Der Oberste Gerichtshof in Stockholm hat am Freitag Klagen von Hinterbliebenen des "Estonia"-Untergangs endgültig abgewiesen und sich für nicht zuständig erklärt. Damit steht mehr als sieben Jahre nach dem folgenschwersten Schiffsunglück der europäischen Nachkriegsgeschichte fest, dass es in Schweden keine juristische Klärung der Schuldfrage für den Tod von 852 Reisenden geben wird.

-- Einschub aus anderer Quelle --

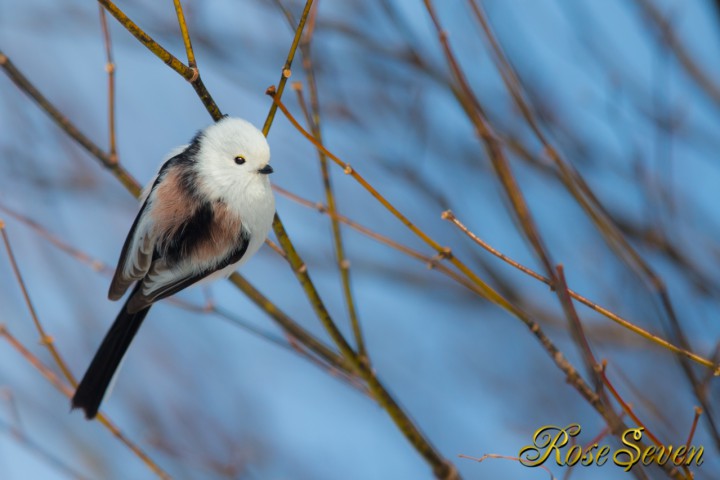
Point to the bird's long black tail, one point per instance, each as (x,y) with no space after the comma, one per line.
(96,380)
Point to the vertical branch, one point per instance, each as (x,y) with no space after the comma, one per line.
(313,120)
(110,69)
(286,71)
(186,36)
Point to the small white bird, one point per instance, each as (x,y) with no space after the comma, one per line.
(208,210)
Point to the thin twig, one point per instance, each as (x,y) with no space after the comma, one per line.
(68,392)
(715,368)
(67,126)
(313,121)
(188,73)
(184,32)
(45,339)
(110,69)
(287,68)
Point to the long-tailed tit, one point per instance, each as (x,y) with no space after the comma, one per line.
(207,211)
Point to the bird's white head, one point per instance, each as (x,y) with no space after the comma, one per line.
(232,157)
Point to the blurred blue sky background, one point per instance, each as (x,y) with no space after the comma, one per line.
(197,391)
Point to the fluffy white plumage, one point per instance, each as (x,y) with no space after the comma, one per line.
(209,165)
(207,211)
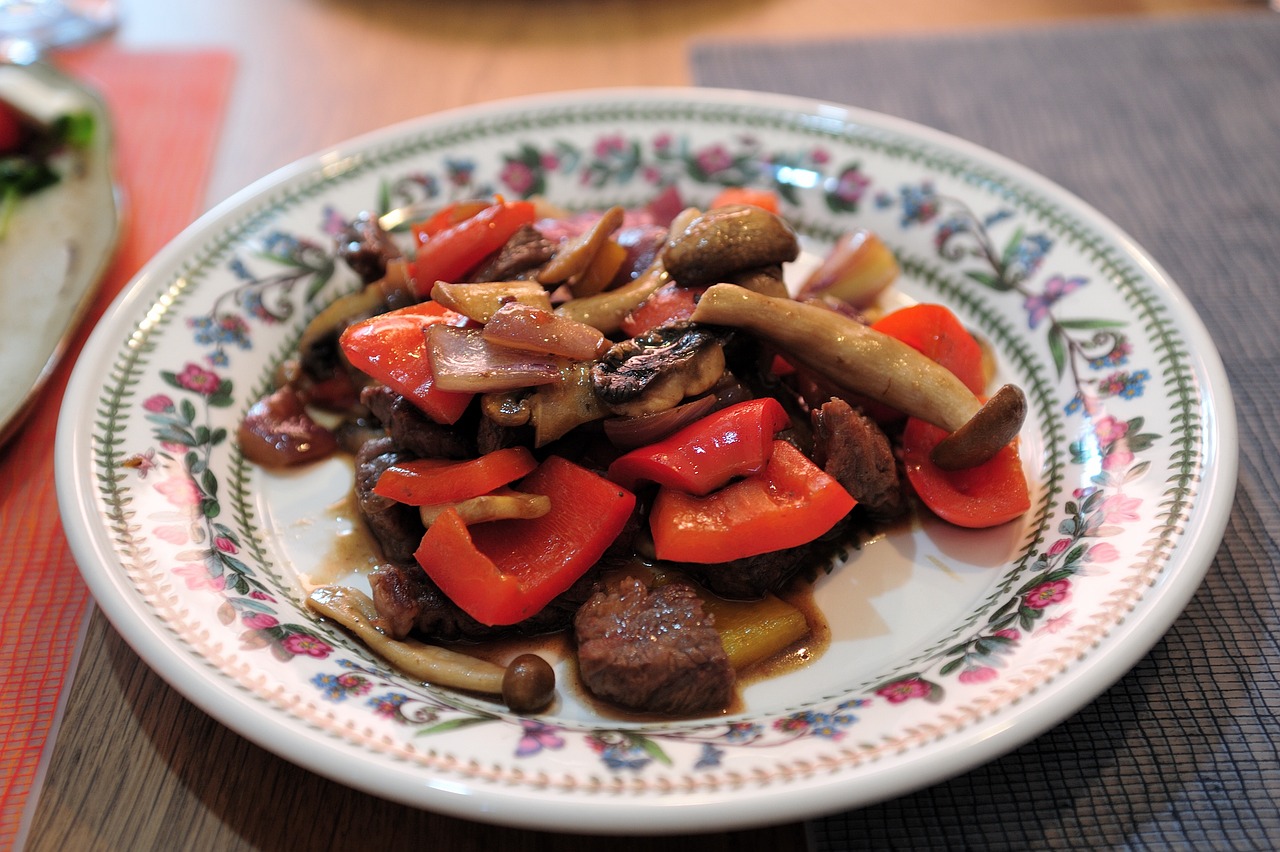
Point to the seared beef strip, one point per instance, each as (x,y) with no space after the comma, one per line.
(653,650)
(750,577)
(411,430)
(397,527)
(366,247)
(526,251)
(851,448)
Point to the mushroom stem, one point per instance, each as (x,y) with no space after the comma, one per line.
(355,610)
(869,362)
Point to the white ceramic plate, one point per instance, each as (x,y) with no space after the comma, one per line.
(949,647)
(55,250)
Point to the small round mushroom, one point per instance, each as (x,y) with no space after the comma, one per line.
(862,360)
(529,683)
(658,370)
(727,241)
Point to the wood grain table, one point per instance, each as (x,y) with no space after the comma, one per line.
(136,765)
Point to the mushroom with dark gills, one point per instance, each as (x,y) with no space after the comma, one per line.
(862,360)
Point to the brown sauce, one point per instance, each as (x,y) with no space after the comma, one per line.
(356,552)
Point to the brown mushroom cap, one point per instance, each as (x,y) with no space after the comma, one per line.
(726,241)
(658,370)
(984,434)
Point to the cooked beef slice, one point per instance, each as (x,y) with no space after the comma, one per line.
(652,650)
(394,526)
(411,430)
(750,577)
(853,449)
(525,252)
(366,247)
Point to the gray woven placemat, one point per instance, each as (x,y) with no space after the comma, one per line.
(1171,128)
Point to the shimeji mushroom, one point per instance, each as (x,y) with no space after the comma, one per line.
(864,361)
(526,685)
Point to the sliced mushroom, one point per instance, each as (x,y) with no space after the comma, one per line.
(561,406)
(366,247)
(658,370)
(574,257)
(726,241)
(606,311)
(508,408)
(864,361)
(525,686)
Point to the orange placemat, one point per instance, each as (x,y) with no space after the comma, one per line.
(167,109)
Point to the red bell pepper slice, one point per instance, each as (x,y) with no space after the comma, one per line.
(10,128)
(451,253)
(448,216)
(709,452)
(764,198)
(936,331)
(790,503)
(504,571)
(986,495)
(430,481)
(392,348)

Die Ostseefähre war in der Nacht des 28. September 1994 mit 989 Menschen an Bord auf einer Fahrt von der estnischen Hauptstadt Tallinn nach Stockholm vor Finnlands Südküste gesunken. Nur 137 Reisende überlebten. Von den Hinterbliebenen der etwa 500 schwedischen Opfer hatten zuletzt mehrere Elternpaare versucht, per Klage gegen die in Schweden zur Zeit des Unglücks zuständigen Reedereien Estline sowie Nordström&Thulin die Schuldfrage klären zu lassen.
Ebenfalls ohne Erfolg blieben Versuche anderer Hinterbliebener, bei französischen Gerichten Verfahren gegen die Klassifizierungsgesellschaften Buerau Veritas bis zum Ende zu bringen. Die Gesellschaft hatte die "Estonia" für seetauglich erklärt. Deren Bugvisier war auf offener See abgefallen, sodass Wasser frei in das Autodeck einlaufen konnte und das Schiff innerhalb von weniger als einer halben Stunden sinken ließ.